What is fault tree analysis?
This quick guide provides an overview of the basic concepts in fault tree analysis technique, as it applies to data quality. For some more well-known and useful root cause analysis techniques, please check out the:
The fault tree analysis is a top-down, deductive failure analysis that analyzes the undesirable state of a scheme using Boolean logic to combine a sequence of lower-level occurrences.
Fault Tree Diagram, Negative Analytical Tree -though technically, the Fault Tree Analysis outputs the diagram/ tree
The technique is used mainly in aerospace, engineering and high-hazard industries, but also in software engineering for debugging purposes and determining data quality issues and their causes. The main output is a Fault Tree Diagram (FTD). It is a top-down approach to show the pathways within a system that can lead to a foreseeable, undesirable failure – in our case, a data quality issue. The pathways connect contributory events and conditions, using standard logic symbols (AND, OR, etc.). At the very basic level, the constructs in a fault tree diagram are:
- gates/ conditions/ logic gates (all synonyms), and
This is oversimplified, but you get the idea. By the way, there are a few other gate types and diagram elements that can be used. If you’re interested in learning more, you can check out the Fault Tree Analysis: A Bibliography from the NASA Scientific and Technical Information (STI) Program.

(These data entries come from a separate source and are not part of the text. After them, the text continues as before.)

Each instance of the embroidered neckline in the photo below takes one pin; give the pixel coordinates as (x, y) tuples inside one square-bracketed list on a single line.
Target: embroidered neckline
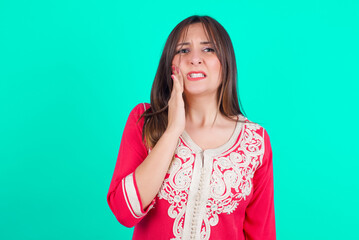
[(213, 151)]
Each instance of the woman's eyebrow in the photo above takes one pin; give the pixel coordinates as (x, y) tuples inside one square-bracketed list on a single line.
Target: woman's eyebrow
[(187, 43)]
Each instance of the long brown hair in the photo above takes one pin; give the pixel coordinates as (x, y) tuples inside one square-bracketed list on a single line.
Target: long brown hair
[(156, 117)]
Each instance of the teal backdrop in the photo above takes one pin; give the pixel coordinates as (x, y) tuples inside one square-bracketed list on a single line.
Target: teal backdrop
[(71, 71)]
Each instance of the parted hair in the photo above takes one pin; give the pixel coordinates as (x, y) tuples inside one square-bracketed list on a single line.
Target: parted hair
[(228, 102)]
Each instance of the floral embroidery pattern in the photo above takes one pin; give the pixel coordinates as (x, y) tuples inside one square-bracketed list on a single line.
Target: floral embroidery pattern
[(230, 182), (176, 185), (231, 179)]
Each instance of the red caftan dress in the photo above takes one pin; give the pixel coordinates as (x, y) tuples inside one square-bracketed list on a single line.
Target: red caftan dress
[(221, 193)]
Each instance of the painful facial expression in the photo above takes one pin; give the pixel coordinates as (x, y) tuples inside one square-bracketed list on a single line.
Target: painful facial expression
[(198, 62)]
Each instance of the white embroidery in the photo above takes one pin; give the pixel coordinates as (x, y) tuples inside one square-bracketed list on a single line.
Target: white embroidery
[(231, 179), (230, 183), (176, 186)]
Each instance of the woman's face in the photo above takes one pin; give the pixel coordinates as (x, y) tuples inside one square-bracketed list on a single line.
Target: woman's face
[(199, 64)]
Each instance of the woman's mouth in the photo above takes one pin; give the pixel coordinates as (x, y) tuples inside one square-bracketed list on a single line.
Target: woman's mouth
[(195, 76)]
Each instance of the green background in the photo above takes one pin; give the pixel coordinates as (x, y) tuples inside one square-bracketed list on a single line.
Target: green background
[(71, 71)]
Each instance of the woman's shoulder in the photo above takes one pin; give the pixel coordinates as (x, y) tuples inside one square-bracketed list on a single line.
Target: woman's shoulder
[(252, 125)]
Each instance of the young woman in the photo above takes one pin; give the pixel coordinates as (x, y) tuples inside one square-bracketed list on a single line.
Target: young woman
[(190, 165)]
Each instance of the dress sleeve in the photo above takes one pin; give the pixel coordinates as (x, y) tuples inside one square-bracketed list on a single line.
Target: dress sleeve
[(259, 222), (123, 196)]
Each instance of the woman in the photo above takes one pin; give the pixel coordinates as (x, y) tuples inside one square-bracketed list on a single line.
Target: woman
[(190, 165)]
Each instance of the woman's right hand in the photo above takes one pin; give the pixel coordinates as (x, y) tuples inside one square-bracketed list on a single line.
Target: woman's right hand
[(176, 110)]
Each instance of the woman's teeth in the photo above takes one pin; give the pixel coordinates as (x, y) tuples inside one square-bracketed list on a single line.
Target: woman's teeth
[(196, 75)]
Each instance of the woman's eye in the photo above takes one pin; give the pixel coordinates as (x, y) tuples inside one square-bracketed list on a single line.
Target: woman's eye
[(184, 50), (209, 50)]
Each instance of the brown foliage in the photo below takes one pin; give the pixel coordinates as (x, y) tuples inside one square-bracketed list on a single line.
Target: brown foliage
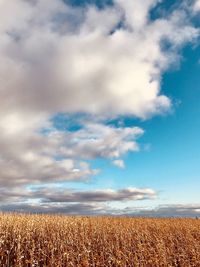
[(56, 240)]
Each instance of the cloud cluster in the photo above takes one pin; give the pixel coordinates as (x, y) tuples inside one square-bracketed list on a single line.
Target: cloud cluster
[(103, 62), (58, 195), (56, 156)]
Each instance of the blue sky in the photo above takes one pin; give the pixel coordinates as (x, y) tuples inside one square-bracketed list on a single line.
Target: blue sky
[(100, 107)]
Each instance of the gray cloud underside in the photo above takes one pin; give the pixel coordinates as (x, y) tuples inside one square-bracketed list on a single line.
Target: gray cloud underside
[(49, 195), (55, 58), (102, 209)]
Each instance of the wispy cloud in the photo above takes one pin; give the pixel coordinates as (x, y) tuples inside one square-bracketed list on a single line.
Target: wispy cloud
[(103, 62)]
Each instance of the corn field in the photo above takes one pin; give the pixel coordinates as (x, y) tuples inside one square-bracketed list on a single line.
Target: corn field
[(58, 240)]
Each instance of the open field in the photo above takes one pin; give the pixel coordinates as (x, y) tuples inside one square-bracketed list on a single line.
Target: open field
[(47, 240)]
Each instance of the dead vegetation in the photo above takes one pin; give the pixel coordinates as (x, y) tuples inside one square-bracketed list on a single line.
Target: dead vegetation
[(48, 240)]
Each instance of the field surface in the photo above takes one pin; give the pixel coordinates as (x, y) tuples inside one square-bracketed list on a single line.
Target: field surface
[(48, 240)]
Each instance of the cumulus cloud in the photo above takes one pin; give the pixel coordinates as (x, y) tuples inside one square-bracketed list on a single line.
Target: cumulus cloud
[(119, 163), (58, 195), (32, 157), (196, 6), (103, 62), (54, 59)]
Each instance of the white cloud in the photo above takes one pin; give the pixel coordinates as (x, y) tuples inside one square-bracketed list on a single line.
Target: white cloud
[(73, 64), (196, 6), (119, 163), (55, 58)]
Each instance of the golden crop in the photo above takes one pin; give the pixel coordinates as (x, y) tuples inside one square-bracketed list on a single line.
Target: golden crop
[(56, 240)]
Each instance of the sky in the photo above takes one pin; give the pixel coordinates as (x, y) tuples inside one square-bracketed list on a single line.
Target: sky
[(99, 107)]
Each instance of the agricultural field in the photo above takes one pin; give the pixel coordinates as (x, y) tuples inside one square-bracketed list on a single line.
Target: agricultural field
[(58, 240)]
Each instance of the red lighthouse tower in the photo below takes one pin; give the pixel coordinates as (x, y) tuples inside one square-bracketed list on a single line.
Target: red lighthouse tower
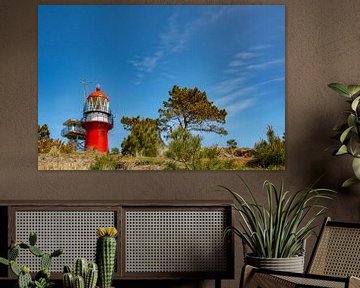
[(97, 121)]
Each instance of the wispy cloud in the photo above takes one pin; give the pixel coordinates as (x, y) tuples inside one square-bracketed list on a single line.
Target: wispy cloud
[(266, 64), (229, 85), (240, 105), (173, 40), (243, 97), (259, 47), (225, 100), (246, 55)]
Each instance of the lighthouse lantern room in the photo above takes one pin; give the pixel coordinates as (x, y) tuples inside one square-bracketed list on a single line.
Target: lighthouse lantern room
[(97, 121)]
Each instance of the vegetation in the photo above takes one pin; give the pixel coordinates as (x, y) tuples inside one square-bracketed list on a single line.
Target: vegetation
[(144, 139), (104, 162), (187, 153), (190, 109), (186, 113), (42, 278), (269, 154), (48, 145), (184, 148), (279, 229), (348, 132), (231, 143), (115, 150)]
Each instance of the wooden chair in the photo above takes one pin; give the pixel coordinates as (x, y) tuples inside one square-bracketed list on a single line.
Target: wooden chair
[(335, 262)]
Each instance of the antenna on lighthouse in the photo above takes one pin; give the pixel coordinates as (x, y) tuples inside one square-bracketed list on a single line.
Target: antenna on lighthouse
[(86, 84)]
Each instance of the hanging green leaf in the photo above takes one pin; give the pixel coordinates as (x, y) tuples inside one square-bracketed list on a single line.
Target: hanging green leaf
[(340, 88), (353, 89), (342, 150), (351, 120), (349, 182), (355, 103), (356, 167), (345, 134)]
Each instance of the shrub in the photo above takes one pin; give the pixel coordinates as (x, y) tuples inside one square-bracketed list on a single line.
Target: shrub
[(269, 154), (184, 148), (143, 140), (105, 162), (48, 145)]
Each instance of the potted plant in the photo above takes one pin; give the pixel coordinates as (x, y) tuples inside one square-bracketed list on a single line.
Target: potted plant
[(42, 278), (276, 233), (349, 132)]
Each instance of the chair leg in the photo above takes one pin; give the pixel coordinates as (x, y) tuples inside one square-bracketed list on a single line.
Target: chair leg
[(246, 273), (251, 279)]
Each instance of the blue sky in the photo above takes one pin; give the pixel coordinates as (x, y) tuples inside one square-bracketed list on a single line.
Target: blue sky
[(236, 53)]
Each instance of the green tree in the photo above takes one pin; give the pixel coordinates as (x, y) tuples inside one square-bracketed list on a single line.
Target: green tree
[(43, 132), (269, 153), (115, 150), (184, 148), (231, 143), (144, 138), (190, 109)]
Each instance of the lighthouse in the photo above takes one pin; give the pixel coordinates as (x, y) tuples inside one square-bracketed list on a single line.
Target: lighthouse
[(97, 121)]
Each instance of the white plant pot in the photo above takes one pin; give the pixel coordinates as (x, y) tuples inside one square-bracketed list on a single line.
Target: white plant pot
[(291, 264)]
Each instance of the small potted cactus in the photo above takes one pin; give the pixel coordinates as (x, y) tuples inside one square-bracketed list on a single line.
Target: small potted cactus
[(85, 275), (106, 254), (42, 278)]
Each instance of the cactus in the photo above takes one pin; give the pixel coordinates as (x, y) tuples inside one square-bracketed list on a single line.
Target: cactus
[(68, 280), (45, 261), (24, 278), (91, 276), (105, 254), (36, 251), (13, 253), (32, 238), (79, 282), (89, 272), (80, 267)]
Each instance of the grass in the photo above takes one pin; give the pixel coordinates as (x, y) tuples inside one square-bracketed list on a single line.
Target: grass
[(92, 160)]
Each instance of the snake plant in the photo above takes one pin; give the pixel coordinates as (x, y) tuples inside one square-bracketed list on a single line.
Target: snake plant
[(348, 132), (279, 228)]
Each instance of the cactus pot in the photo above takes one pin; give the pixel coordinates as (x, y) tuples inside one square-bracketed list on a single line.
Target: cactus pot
[(291, 264)]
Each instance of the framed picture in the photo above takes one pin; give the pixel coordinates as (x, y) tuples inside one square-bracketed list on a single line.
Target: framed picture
[(161, 87)]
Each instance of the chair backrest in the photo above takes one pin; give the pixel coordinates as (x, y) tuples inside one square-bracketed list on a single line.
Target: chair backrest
[(337, 251)]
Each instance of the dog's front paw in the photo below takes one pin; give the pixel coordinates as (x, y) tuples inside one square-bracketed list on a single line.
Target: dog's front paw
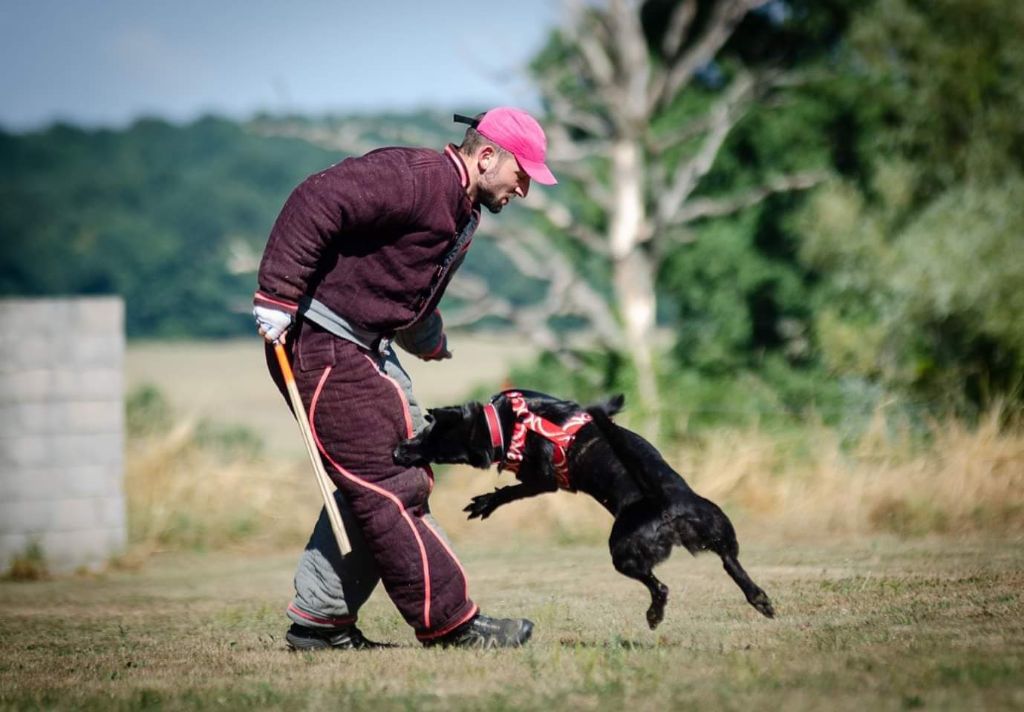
[(408, 453), (481, 506)]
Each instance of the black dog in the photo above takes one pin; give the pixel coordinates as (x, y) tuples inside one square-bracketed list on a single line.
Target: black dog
[(552, 444)]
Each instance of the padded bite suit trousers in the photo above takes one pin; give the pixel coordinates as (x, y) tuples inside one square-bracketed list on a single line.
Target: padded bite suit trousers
[(359, 406)]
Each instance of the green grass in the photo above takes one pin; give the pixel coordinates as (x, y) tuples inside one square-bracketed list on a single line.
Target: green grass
[(870, 623)]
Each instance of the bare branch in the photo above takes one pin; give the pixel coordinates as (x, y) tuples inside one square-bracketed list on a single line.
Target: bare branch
[(598, 63), (723, 118), (561, 217), (634, 66), (679, 24), (725, 17)]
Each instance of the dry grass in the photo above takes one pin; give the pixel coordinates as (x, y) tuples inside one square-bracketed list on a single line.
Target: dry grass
[(957, 478), (863, 623), (966, 479)]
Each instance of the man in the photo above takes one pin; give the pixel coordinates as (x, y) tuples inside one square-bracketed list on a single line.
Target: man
[(358, 257)]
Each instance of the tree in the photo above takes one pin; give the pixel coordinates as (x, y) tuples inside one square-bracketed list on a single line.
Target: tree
[(920, 258), (642, 97)]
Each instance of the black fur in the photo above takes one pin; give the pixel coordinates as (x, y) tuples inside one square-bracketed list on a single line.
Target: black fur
[(653, 507)]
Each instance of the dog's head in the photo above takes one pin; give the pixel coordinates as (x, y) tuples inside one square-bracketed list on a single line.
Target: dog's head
[(455, 434)]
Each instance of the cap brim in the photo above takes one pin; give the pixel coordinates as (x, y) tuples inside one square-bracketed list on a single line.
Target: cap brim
[(538, 171)]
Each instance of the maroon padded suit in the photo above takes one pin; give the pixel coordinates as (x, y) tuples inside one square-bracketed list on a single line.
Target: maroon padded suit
[(375, 240)]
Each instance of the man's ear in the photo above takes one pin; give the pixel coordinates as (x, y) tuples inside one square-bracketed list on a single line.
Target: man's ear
[(485, 158)]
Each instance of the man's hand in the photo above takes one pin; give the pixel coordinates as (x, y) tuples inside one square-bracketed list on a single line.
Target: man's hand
[(273, 324), (439, 354)]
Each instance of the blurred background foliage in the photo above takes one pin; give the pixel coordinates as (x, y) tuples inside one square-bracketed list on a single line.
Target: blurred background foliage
[(899, 276)]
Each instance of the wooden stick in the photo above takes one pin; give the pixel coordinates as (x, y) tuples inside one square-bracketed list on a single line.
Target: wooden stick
[(307, 435)]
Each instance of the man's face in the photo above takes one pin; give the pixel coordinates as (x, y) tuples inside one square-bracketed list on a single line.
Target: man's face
[(501, 181)]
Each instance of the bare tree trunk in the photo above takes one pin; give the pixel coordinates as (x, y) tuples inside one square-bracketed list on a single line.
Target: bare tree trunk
[(633, 275)]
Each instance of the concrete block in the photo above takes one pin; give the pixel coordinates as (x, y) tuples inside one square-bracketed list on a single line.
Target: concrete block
[(81, 513), (43, 385), (55, 417), (64, 450), (61, 429), (74, 480)]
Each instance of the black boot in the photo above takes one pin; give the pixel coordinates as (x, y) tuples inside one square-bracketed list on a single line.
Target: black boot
[(487, 632), (347, 638)]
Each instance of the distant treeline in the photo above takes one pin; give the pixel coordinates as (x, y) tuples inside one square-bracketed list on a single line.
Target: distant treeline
[(900, 271)]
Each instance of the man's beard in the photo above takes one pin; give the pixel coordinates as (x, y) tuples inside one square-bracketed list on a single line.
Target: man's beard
[(489, 201)]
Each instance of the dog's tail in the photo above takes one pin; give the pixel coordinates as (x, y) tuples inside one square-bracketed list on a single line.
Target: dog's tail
[(631, 451)]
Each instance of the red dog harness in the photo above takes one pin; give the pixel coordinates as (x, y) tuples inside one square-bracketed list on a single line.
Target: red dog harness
[(561, 436)]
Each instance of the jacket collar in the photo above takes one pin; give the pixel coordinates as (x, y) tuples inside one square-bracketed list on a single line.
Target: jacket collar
[(453, 153)]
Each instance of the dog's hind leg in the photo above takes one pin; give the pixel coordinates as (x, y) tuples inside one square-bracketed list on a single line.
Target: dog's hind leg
[(757, 597), (658, 591)]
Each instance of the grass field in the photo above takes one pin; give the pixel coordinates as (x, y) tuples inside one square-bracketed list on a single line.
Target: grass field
[(931, 619), (227, 382), (872, 623)]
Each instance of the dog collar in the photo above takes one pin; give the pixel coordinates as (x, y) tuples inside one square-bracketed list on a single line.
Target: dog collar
[(561, 436), (495, 427)]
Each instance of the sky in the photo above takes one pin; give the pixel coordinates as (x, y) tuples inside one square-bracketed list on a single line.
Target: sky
[(105, 63)]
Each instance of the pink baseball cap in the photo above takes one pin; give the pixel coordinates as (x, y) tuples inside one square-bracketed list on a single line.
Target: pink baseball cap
[(518, 133)]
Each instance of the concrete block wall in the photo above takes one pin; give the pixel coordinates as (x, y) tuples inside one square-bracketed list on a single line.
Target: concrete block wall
[(61, 430)]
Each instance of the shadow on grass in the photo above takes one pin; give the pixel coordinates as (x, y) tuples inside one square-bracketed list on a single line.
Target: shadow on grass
[(616, 643)]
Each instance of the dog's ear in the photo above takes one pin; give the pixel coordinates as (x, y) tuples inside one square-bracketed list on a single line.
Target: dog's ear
[(446, 417), (613, 405)]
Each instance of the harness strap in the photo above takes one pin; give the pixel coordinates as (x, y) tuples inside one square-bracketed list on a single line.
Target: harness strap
[(495, 426), (561, 436)]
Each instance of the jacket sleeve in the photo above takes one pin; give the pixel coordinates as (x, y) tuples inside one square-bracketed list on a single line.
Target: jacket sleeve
[(350, 198), (426, 338)]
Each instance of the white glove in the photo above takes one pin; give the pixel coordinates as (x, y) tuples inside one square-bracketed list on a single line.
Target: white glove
[(272, 323)]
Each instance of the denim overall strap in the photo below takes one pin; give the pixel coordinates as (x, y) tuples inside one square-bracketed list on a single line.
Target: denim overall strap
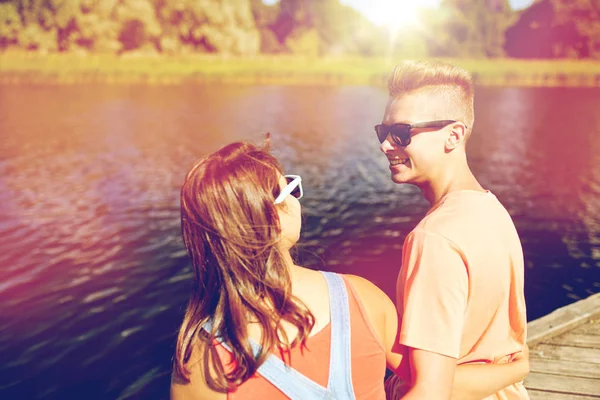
[(289, 381), (297, 386), (340, 365)]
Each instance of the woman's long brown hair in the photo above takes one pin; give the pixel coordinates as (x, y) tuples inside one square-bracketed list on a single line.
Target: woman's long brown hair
[(231, 231)]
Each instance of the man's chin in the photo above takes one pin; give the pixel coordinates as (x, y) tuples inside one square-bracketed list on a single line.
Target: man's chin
[(398, 178)]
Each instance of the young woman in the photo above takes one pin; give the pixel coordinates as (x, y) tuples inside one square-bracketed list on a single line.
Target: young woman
[(258, 326)]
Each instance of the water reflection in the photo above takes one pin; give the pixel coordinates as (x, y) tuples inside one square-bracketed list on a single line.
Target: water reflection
[(94, 275)]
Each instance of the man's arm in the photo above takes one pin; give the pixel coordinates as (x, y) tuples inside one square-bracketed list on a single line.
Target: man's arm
[(477, 381), (432, 375)]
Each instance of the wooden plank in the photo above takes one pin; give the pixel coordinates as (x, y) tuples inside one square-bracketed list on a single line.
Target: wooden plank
[(543, 395), (592, 327), (566, 353), (570, 385), (576, 340), (563, 319), (565, 368)]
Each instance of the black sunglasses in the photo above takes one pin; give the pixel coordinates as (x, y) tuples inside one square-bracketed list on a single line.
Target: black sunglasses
[(401, 132)]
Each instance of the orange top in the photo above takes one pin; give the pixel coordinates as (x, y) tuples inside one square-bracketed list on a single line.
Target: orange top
[(368, 360), (460, 289)]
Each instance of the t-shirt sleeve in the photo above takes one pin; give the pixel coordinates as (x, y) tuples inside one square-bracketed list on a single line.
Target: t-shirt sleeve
[(433, 291)]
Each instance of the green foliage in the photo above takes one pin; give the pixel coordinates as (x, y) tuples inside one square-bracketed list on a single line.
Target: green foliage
[(10, 25), (459, 28), (557, 29)]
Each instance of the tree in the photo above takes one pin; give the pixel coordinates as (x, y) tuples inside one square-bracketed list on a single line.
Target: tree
[(556, 28)]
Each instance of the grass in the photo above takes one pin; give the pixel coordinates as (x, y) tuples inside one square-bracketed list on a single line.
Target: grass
[(281, 69)]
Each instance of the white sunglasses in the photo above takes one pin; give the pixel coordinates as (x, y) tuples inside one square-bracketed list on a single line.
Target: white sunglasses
[(294, 187)]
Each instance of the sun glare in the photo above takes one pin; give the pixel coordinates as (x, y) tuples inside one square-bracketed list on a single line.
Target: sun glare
[(397, 13)]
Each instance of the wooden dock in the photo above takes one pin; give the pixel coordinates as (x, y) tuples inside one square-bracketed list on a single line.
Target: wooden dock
[(565, 353)]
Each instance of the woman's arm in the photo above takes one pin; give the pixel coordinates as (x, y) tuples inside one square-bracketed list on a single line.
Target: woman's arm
[(477, 381)]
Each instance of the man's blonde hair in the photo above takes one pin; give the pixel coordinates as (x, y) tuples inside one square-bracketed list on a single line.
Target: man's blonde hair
[(451, 83)]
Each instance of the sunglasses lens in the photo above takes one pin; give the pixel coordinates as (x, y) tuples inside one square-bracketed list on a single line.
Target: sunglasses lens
[(296, 192), (401, 134), (382, 132)]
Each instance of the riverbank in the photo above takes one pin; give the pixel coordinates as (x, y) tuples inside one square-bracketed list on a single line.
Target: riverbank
[(33, 68)]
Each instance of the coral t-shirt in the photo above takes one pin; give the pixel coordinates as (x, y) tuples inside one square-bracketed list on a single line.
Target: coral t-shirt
[(460, 288)]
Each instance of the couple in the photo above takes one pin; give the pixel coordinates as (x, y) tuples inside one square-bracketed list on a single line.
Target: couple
[(258, 326)]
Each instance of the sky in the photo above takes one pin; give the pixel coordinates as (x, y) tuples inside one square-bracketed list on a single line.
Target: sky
[(382, 11)]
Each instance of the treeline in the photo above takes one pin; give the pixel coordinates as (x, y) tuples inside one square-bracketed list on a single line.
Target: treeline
[(459, 28)]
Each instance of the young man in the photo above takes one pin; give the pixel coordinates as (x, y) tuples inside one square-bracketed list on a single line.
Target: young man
[(460, 288)]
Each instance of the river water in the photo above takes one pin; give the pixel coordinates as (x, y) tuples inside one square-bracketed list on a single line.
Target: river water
[(93, 273)]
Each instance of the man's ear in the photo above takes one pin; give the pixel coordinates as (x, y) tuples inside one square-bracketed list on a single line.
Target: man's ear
[(457, 136)]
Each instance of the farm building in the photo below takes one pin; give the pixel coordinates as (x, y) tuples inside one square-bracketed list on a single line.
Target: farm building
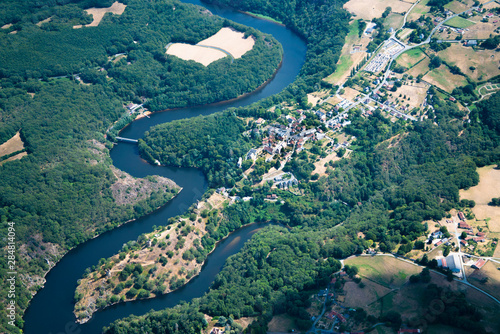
[(479, 264)]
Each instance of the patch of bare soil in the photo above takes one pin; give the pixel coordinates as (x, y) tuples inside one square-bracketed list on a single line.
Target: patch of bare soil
[(130, 190)]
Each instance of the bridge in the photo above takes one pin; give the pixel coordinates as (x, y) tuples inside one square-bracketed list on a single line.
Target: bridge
[(127, 140)]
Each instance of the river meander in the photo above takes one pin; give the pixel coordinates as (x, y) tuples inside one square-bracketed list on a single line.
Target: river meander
[(51, 309)]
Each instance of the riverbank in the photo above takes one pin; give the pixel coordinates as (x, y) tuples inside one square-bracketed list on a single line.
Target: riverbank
[(153, 265)]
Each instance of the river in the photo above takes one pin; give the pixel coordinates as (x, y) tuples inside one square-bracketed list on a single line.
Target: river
[(51, 310)]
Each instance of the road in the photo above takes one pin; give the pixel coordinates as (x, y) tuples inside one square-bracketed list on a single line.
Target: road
[(407, 47)]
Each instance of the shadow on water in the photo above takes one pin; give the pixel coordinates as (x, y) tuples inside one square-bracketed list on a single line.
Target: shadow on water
[(51, 309)]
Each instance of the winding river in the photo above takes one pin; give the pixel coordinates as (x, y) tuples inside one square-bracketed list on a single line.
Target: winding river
[(51, 309)]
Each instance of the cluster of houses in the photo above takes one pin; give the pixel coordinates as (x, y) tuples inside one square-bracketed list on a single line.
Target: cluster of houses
[(476, 237), (437, 239), (285, 181), (451, 262), (132, 107), (294, 134)]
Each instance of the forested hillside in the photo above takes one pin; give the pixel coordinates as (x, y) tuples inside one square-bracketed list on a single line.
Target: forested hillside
[(60, 194), (56, 49), (214, 144)]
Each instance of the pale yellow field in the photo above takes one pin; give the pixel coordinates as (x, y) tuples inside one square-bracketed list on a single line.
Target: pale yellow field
[(12, 145), (375, 8), (350, 93), (488, 188), (98, 13), (44, 21), (420, 68), (200, 54), (420, 9), (231, 41), (227, 39)]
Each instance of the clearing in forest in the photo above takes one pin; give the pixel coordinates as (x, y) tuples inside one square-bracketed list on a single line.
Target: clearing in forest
[(12, 145), (98, 13), (225, 42), (459, 22), (375, 8), (353, 52), (420, 9), (355, 296), (231, 41), (410, 58), (488, 188), (458, 6), (482, 30), (385, 270), (412, 94)]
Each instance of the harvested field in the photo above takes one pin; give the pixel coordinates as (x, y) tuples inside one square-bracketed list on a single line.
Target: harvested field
[(15, 157), (404, 35), (457, 7), (444, 79), (481, 30), (385, 270), (415, 94), (459, 22), (44, 21), (231, 41), (361, 297), (490, 272), (199, 54), (410, 58), (420, 9), (12, 145), (375, 8), (420, 68), (207, 51), (98, 13), (488, 188)]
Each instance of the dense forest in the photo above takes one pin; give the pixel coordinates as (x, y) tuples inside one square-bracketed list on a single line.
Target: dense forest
[(146, 73), (398, 176), (59, 195), (215, 144), (323, 24)]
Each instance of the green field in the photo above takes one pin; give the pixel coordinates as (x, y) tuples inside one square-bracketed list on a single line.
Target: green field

The basic concept was developed at Bell Telephone Laboratories in 1962 by H.A. Watson, under contract for the US Air Force for use with the Minuteman system. Fun fact within a fun fact: Minuteman system refers to the Minuteman I Intercontinental Ballistic Missile (ICBM) Launch Control System. All the fail safe needed to be in place for this. The technique was later adopted and extensively used by Boeing and the rest is history.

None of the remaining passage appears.